Return of normality in the cost of money earned In February, queues formed in front of the Bank of Spain in the evening to buy treasury bills. and this anger has made ordinary citizens now the largest holders of short-term State debt, with close to 30% of the balance in circulation. The investment of Spanish families in this financial product is already doubling the investment in Ibex 35 shares. Managers hope that 2024 will continue to offer fixed income opportunities, despite the possible decline in interest rates.

The Spanish selector experienced its highest year since 2013, with a revaluation of 22.8 percent, after years of decline in banks. “Since 2008, companies listed on the stock exchange have diluted their shareholders with secret capital increases, the debt they carried was large… share repurchase plans and depreciation of treasury stockThanks to this, you pay shareholders through fewer shares in circulation, emphasizes José Lizán, director of Quadriga Asset Managers.

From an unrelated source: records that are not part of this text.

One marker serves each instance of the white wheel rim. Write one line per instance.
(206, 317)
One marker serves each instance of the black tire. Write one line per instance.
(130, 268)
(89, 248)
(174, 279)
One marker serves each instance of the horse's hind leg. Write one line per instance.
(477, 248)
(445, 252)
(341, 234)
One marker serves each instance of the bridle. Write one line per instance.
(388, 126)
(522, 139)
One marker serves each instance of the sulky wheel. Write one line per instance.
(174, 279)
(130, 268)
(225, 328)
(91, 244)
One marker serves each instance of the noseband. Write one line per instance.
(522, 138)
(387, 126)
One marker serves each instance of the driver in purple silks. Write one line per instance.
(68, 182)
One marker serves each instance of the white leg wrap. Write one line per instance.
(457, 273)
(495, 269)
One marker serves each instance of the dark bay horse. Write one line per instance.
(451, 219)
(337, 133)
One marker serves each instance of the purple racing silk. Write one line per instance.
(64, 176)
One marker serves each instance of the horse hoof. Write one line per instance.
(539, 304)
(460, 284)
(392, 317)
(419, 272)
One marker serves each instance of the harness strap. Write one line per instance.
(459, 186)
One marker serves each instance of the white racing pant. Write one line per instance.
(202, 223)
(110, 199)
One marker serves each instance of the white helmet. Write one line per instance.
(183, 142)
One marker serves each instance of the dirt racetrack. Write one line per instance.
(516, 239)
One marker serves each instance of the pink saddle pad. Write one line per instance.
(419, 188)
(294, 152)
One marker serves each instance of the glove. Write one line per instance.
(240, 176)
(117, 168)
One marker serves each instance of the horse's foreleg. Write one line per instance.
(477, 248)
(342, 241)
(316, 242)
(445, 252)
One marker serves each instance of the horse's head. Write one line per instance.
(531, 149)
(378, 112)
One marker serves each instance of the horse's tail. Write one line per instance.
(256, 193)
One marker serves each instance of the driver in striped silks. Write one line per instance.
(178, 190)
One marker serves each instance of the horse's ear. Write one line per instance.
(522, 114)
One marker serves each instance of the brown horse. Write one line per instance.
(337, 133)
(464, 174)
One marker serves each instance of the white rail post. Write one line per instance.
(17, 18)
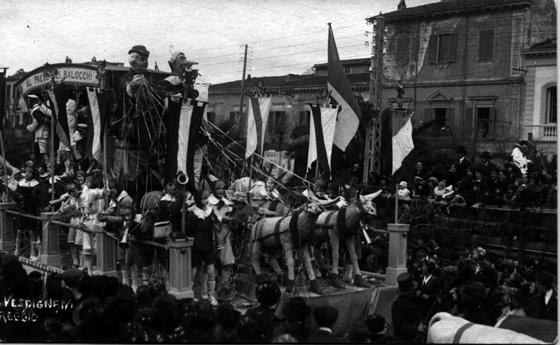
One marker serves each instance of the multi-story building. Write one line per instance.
(462, 64)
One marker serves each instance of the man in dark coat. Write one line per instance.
(463, 163)
(545, 304)
(325, 316)
(487, 165)
(407, 319)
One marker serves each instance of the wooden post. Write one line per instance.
(7, 230)
(180, 268)
(50, 253)
(397, 252)
(106, 254)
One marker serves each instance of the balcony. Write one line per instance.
(543, 132)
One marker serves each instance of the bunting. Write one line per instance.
(257, 120)
(321, 135)
(341, 92)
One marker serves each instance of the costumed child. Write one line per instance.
(138, 255)
(91, 203)
(200, 221)
(71, 208)
(222, 210)
(29, 195)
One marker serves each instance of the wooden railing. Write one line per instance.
(544, 132)
(179, 251)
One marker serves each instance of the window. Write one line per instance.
(275, 122)
(440, 117)
(486, 44)
(303, 117)
(485, 122)
(551, 105)
(402, 49)
(442, 48)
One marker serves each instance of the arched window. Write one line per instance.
(550, 105)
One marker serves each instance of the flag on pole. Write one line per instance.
(61, 123)
(402, 139)
(257, 119)
(321, 135)
(340, 90)
(96, 151)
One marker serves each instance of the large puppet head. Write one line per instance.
(179, 64)
(368, 204)
(138, 58)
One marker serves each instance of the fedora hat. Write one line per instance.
(407, 285)
(139, 49)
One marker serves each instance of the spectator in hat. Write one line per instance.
(295, 315)
(407, 319)
(377, 327)
(544, 305)
(428, 289)
(358, 333)
(518, 156)
(268, 295)
(403, 192)
(40, 127)
(463, 163)
(325, 317)
(487, 165)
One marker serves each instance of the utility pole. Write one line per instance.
(243, 84)
(372, 152)
(3, 117)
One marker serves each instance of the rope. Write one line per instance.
(260, 156)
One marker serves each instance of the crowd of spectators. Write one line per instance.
(463, 182)
(478, 287)
(104, 310)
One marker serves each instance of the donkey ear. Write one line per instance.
(372, 196)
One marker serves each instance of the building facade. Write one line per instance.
(462, 65)
(290, 96)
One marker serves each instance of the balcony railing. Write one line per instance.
(543, 132)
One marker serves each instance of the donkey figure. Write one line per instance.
(288, 233)
(343, 225)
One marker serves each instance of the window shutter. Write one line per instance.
(450, 112)
(486, 44)
(428, 115)
(432, 49)
(452, 48)
(402, 49)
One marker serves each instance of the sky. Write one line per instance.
(283, 36)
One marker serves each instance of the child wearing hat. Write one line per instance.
(200, 222)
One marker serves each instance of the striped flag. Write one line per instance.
(341, 92)
(183, 121)
(257, 119)
(321, 135)
(402, 139)
(96, 150)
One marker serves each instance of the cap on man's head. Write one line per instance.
(175, 55)
(71, 277)
(139, 49)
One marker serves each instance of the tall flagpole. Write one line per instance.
(397, 204)
(53, 116)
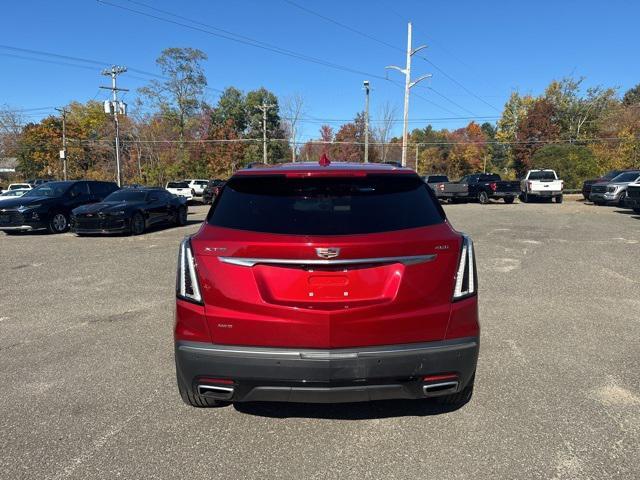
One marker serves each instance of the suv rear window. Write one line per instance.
(325, 206)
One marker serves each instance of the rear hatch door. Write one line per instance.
(275, 286)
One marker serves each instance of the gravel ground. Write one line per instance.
(87, 384)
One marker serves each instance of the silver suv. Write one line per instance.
(615, 190)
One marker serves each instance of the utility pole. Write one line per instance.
(408, 84)
(114, 107)
(366, 121)
(63, 153)
(264, 107)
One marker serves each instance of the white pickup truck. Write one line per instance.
(541, 184)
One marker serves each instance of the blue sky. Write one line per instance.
(489, 47)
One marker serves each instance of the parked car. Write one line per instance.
(212, 190)
(354, 288)
(614, 191)
(197, 186)
(131, 210)
(434, 180)
(633, 197)
(18, 192)
(181, 189)
(542, 184)
(587, 184)
(478, 186)
(18, 186)
(49, 206)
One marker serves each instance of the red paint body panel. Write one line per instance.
(326, 307)
(269, 305)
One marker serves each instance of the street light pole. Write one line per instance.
(366, 121)
(408, 84)
(63, 153)
(113, 72)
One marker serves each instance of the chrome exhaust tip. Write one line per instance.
(440, 388)
(215, 391)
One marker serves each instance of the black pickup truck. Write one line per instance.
(478, 186)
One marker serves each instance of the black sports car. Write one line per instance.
(130, 210)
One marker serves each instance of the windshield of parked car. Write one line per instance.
(177, 185)
(626, 177)
(542, 175)
(51, 189)
(325, 206)
(126, 196)
(437, 178)
(13, 193)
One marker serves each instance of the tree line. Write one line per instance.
(172, 132)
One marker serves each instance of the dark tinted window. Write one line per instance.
(126, 196)
(79, 189)
(325, 206)
(490, 177)
(51, 189)
(626, 177)
(437, 178)
(102, 189)
(541, 175)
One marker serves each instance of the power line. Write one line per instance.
(382, 42)
(209, 29)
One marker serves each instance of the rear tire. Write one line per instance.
(137, 224)
(460, 398)
(195, 400)
(58, 223)
(181, 216)
(483, 198)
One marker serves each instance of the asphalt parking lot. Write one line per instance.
(88, 385)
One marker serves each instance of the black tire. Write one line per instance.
(622, 198)
(181, 217)
(137, 225)
(195, 400)
(460, 398)
(58, 223)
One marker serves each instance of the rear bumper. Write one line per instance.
(504, 194)
(545, 193)
(327, 376)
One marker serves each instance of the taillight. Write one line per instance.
(466, 278)
(187, 286)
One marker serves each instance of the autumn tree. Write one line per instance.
(180, 95)
(534, 130)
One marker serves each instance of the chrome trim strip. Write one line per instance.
(250, 262)
(324, 354)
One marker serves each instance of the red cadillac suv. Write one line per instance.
(326, 282)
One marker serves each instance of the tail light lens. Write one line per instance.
(466, 277)
(187, 286)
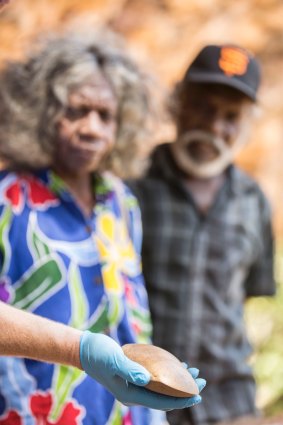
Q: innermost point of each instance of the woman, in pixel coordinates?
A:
(69, 232)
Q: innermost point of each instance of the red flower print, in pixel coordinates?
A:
(12, 418)
(41, 404)
(38, 194)
(127, 420)
(70, 415)
(13, 194)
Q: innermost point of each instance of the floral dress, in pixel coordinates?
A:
(78, 270)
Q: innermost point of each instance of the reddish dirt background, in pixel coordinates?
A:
(166, 34)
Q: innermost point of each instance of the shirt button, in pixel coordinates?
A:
(98, 280)
(88, 229)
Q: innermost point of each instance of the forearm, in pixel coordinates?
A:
(26, 335)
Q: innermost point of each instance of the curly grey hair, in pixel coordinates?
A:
(34, 93)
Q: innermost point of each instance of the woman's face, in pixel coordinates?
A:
(87, 129)
(3, 3)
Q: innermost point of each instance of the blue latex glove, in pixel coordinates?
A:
(103, 359)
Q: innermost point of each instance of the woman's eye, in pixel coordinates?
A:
(106, 115)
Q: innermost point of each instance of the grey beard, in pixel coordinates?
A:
(213, 168)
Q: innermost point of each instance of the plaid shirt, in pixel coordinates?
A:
(199, 269)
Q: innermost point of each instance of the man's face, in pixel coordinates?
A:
(211, 123)
(87, 130)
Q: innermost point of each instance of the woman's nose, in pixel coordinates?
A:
(92, 124)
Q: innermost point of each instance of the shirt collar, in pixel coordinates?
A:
(102, 185)
(164, 165)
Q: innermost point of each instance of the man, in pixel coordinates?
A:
(207, 235)
(66, 252)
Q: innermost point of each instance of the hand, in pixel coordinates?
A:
(103, 359)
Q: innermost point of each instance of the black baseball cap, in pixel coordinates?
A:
(229, 65)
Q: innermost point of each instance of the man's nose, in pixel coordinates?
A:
(218, 127)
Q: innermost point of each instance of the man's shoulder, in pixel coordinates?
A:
(246, 184)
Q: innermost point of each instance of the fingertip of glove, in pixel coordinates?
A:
(194, 401)
(201, 383)
(141, 378)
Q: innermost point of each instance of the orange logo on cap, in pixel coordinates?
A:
(233, 61)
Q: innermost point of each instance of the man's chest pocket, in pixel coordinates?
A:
(230, 256)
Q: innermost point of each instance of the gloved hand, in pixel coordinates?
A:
(103, 359)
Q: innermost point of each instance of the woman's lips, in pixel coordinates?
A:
(202, 151)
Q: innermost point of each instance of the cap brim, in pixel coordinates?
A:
(203, 77)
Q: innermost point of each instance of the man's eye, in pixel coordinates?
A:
(231, 116)
(106, 115)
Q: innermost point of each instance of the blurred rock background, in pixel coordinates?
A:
(165, 35)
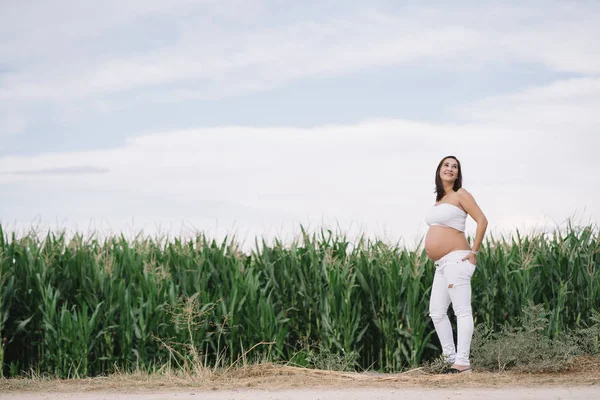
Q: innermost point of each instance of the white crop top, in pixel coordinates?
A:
(446, 214)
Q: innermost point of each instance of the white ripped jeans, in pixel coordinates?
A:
(452, 284)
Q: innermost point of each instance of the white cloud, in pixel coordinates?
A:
(377, 174)
(207, 60)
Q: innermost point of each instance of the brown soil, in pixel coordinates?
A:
(279, 379)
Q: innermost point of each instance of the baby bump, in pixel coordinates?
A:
(441, 240)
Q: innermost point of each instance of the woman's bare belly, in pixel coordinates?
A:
(441, 240)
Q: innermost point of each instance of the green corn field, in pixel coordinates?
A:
(84, 307)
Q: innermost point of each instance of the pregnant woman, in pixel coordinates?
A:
(454, 261)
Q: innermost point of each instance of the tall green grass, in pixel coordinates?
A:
(83, 307)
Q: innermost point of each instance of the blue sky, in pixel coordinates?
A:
(256, 116)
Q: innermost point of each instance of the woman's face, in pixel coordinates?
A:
(449, 170)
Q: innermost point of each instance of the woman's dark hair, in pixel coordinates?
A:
(439, 187)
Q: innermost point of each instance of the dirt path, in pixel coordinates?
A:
(272, 382)
(572, 393)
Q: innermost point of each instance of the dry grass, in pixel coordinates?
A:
(585, 372)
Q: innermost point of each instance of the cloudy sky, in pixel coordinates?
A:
(251, 117)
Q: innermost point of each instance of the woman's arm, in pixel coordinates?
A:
(469, 204)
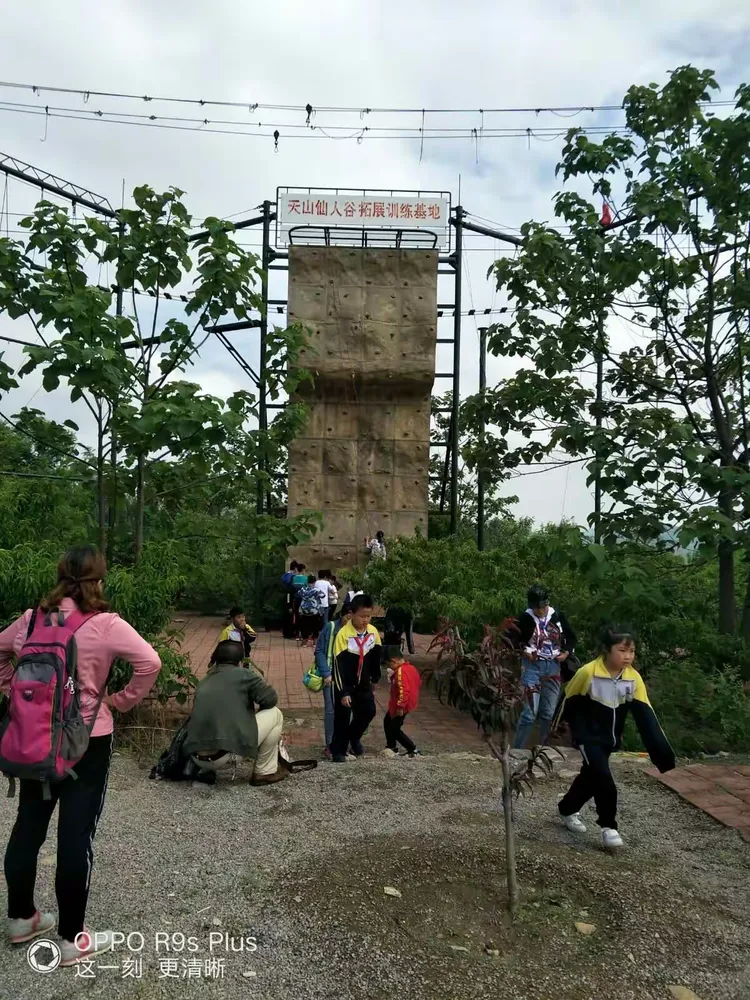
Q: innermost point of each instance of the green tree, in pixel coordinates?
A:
(659, 298)
(495, 506)
(121, 353)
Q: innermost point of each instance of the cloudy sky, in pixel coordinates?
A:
(388, 54)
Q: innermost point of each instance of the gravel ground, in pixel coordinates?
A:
(302, 867)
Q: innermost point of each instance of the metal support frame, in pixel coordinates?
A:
(481, 473)
(262, 401)
(29, 174)
(273, 260)
(458, 218)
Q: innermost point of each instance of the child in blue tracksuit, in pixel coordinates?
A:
(324, 664)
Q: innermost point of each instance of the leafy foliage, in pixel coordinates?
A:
(128, 364)
(660, 298)
(671, 601)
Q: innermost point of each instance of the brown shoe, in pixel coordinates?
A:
(269, 779)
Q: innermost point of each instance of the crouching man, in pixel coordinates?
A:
(225, 726)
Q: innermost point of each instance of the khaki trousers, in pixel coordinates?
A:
(270, 722)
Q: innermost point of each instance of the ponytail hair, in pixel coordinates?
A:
(78, 575)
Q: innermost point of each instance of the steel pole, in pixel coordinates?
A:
(262, 401)
(480, 470)
(455, 439)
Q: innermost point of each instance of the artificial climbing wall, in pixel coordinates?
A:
(363, 458)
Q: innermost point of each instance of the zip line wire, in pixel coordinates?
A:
(314, 132)
(310, 110)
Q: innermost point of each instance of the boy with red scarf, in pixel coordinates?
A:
(356, 667)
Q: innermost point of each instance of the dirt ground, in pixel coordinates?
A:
(302, 868)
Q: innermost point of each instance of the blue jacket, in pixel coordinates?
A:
(322, 662)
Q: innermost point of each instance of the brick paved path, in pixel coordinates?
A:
(433, 726)
(721, 790)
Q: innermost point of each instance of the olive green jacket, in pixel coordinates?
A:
(224, 711)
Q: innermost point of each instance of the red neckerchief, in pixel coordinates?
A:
(361, 640)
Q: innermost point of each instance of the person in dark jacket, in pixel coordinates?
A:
(597, 700)
(356, 667)
(224, 725)
(324, 663)
(547, 640)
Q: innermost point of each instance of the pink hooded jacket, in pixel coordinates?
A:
(101, 640)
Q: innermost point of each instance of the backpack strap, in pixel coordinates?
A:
(331, 637)
(32, 622)
(73, 622)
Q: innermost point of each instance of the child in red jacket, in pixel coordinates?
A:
(405, 685)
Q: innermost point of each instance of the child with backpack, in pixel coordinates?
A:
(405, 683)
(310, 613)
(63, 652)
(324, 666)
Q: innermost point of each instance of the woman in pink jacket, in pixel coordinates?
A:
(100, 640)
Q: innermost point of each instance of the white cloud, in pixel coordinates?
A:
(422, 53)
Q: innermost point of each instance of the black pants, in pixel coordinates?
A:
(392, 724)
(310, 626)
(595, 781)
(350, 724)
(289, 626)
(81, 802)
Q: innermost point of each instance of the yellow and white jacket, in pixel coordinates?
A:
(597, 704)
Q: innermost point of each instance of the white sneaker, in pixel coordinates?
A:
(86, 945)
(611, 839)
(574, 823)
(21, 931)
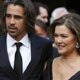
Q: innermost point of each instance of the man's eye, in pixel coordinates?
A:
(18, 17)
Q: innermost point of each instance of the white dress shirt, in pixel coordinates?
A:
(25, 50)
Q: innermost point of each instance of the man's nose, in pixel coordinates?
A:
(46, 20)
(12, 21)
(59, 40)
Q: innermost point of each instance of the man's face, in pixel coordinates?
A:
(15, 21)
(43, 16)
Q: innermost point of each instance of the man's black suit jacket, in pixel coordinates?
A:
(40, 52)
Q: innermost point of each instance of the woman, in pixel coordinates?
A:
(66, 33)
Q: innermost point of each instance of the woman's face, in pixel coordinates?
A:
(64, 40)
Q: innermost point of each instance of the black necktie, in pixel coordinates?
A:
(18, 60)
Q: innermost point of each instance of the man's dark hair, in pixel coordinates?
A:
(37, 5)
(41, 24)
(29, 13)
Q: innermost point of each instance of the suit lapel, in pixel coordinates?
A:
(5, 64)
(35, 57)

The most notable event in the markets outside Spain was Wall Street’s technology giants. The spectacular seven companies (Microsoft, Alphabet, Amazon, Apple, Meta, Nvidia, and Tesla) are up more than 95% this year, while the remaining 493 companies in the S&P 500 are up just 12%. Nasdaq settled at 41.5%. Some figures coming after an unforgettable 2022 for the technology sector Because of the interest rate increase. But this year they have benefited from the emergence of artificial intelligence and less pressure from the Federal Reserve. The big winners of recent years have once again clearly established themselves.